I wrote a piece the other day on Bill McKibben’s 350.org, which has launched a national campaign to persuade colleges, universities, churches, foundations, etc. to stop investing in the fossil fuel industry. I went on to say that lower demand for shares of stock will reduce total market capitalization, and therefore diminish horsepower in terms of all the factors that make the industry what it is: legal strength, political muscle, and good will in terms of public relations.
Frequent commenter Glenn Doty challenges me on this, writing:
That’s not going to work. The problem is that, once the business sells stock to the open market, there is no direct benefit to the business if the stock price increases or decreases. It’s like selling a piece of jewelry: if you sell it, and the next week the value of gold spikes… you get nothing, you don’t own the piece of jewelry anymore.
Most fossil fuel companies are quite profitable, and are paying dividends to shareholders.
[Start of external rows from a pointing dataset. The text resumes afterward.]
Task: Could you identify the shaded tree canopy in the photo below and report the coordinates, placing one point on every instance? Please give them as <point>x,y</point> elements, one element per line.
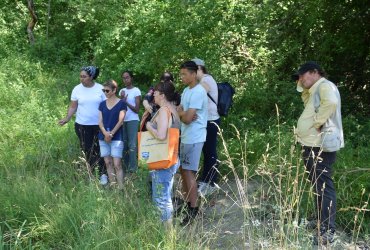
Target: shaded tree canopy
<point>254,44</point>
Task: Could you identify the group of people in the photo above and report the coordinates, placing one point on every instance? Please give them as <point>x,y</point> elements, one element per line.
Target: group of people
<point>113,121</point>
<point>107,123</point>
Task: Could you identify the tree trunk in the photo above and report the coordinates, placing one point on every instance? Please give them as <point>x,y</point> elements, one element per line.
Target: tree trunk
<point>32,22</point>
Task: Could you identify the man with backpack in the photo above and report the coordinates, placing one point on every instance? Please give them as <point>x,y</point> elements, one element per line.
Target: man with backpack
<point>319,131</point>
<point>209,174</point>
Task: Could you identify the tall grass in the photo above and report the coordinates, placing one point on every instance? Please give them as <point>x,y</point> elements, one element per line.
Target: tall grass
<point>48,200</point>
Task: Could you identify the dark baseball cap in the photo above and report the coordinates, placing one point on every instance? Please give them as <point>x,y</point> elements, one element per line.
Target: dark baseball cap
<point>308,66</point>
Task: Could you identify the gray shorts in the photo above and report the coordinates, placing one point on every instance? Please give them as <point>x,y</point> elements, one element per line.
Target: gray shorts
<point>190,155</point>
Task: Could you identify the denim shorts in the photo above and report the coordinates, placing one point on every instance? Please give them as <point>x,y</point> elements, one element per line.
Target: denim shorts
<point>114,148</point>
<point>190,155</point>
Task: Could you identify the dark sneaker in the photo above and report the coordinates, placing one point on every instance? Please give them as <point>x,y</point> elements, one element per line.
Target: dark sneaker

Not purchasing that stock is not going to change the dividend structure, nor would it in any way change the fact the company is profitable.
I’m not an expert on corporate finance, but I don’t think you’re correct there, Glenn. Since lowering the demand will lower the price, two things are true:
1) To whatever degree the company owns its own stock, whether in its treasury, its pension plan, or whatever, it doesn’t want to see a decline in the asset base it holds. There are many reasons for this, one of which is that a weak balance sheet increases the company’s cost of capital.
2) A falling price per share eventually means a falling dividend per share, and shareholders don’t want that. Angry shareholders make a trigger-happy board of directors and therefore a nervous executive suite that may be interested in a new course of action.